Bairro da Meia-Laranja no pensamento, de quem ainda não se encontra.
Em condição de assumir que tudo não passa de um embuste.
O de ti.
Por ora, passageiro.
Que a escadaria da confecção aguarda nos seus pregões de amortizar.
Entretanto, telefono.
Ainda em cabine, no retro dos dias passados.
E que bem.
Barrigas cheias do aluguer de espaço.
O meu, todo ocupado.
Lancinante.
A preocupação é o momento.
Que foge e parece parar.
Com sussurros pelo meio, em vibrações de electricidade.
A confusão que me faz aquele rilhar de dentes dos eléctricos, na sua passagem pelos carris.
Ouço o sinal de espera.
Do outro lado, espero que sim.
A amiga que trabalha no centro.
Da cidade e da confusão de nós.
Atende.
Confirma o compromisso para a hora de almoço.
Vamos acompanhados a solo.
O percurso até ela, sem entraves. Também pelas colinas.
Quando assumes o de A para B, parece que não existem barreiras.
Metro, autocarro ou meias-solas de desconforto.
Eu, quase.
Aqueles 15 minutos roubados à entidade patronal são preciosos.
O suficiente para ter algum avanço sobre os humores.
Sem sinal deles, os bons.
A gargalhada que resiste, mais não é que o aplauso à miséria humana.
Interior.
Mais forte que o berço da rectidão.
Estranho.
O ser, desumano em si.
Mesmo quando não haja razões para tal.
Famoso discurso das cabeças equilibradas.
A desgraça que cresce em ti, parece que umbilical com o pavor dos milénios em fazer o acerto com a criação.
Seria equação ousada, a do início dos dias?
Porquê tanta interrogação com sinal de negativo, no meio de tantos sorrisos de criança?
E cores exacerbadas.
Ainda não sei o suficiente.
Falta a cátedra do enrugamento.

O caminho, ofegante.
Espero encontrar uma face alinhada com a minha procura.
Ela nunca se atrasa. Anglicismos.
Na esquina.
-Olá.
-Vamos?
De mãos dadas, não.
Que falta de educação, a de pensar em partilhar com os demais o nosso mal-estar.
Invejosos.

COZIDO À PORTUGUESA



As carnes que forem mais salgadas devem ficar de molho



Saí da prisão há pouco.

Alguns dias.

Os primeiros em liberdades de retoma.

O mar.
Dizer para os outros, chegados, aquilo que quero sentir dentro de mim.
Lição.
Apreendida.
À boca cheia de mil razões.
Que sim.
Agora é todo um caminhar. Falta é aprender.
Os pés às vezes sofrem de falta de direcção.
Em pequeno usei botas correctivas.
Pesadas. Como me sinto.
Convém ser passos pequenos.
Não aquele tropeço, esqueço.
Vejo-me de repente, e de forma naturalmente forçada, com a necessidade de preencher os dias.
E a economia. Nisso, mãos largas.
Arranjo, com bengala em cunha, um biscate.
Gosto da palavra, respira-se. Com um sentido de não definitivo.
Se um gajo trabalha, respeito!
Se é um biscate, desenrasca-se.
Todos os dias deveriam ter uma componente, ainda que em part-time, de biscates. Sempre são uns hobbies.

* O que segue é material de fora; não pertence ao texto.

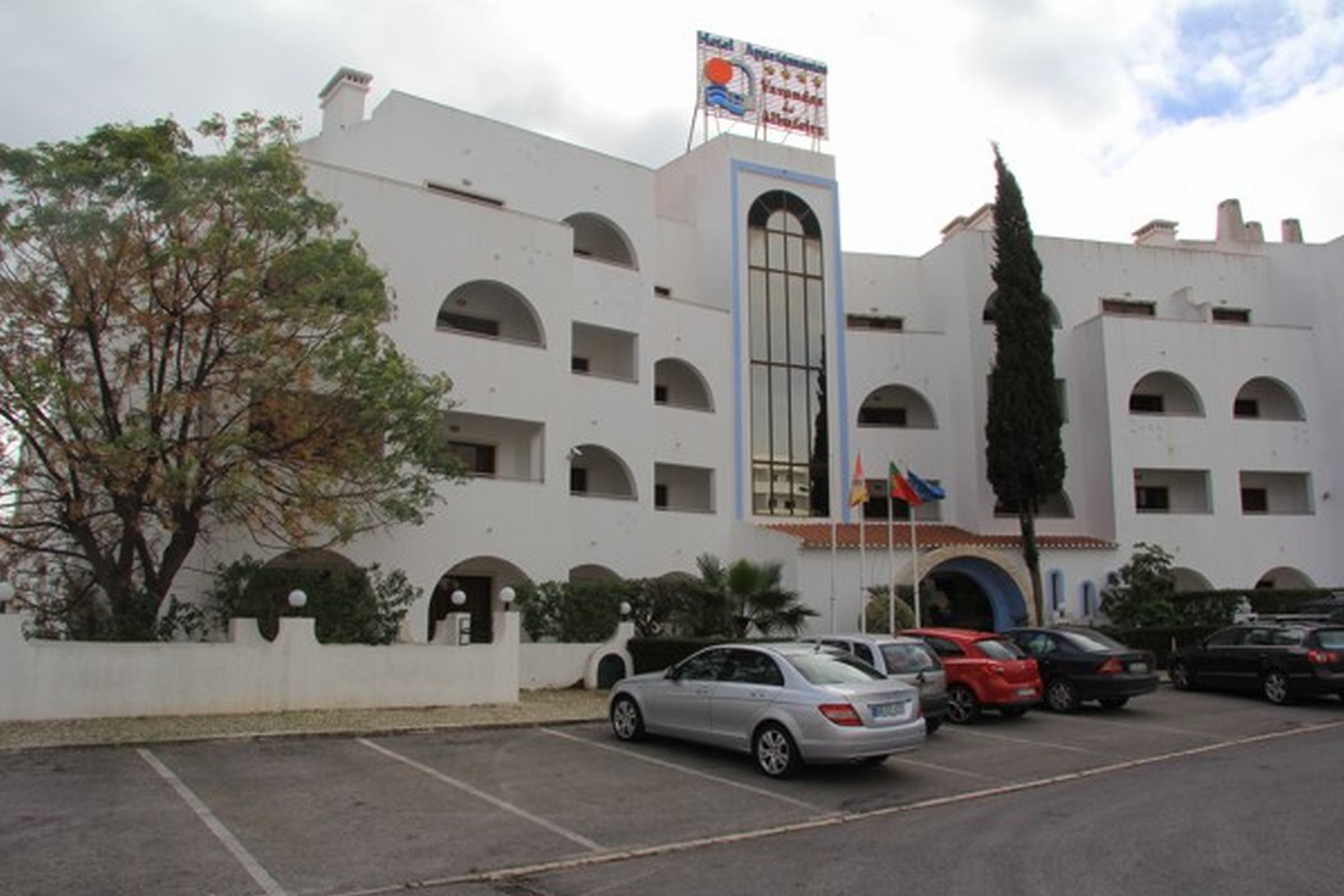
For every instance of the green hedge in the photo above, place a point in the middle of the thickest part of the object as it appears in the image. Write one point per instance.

Este, no armazém das oficinas onde o meu pai trabalha.
Ainda bem que um pouco ao lado.
Porque não temos ambos muita paciência para qualidades de tempo em família.
Em que dignos condutores de monólogos da coisa certa.
Tem de ser sempre daquela maneira, senão parece que não resulta. Teimosos.
Convenhamos.
Melhor outro tutor a quem prestar vassalagem e serviço. Menos chato.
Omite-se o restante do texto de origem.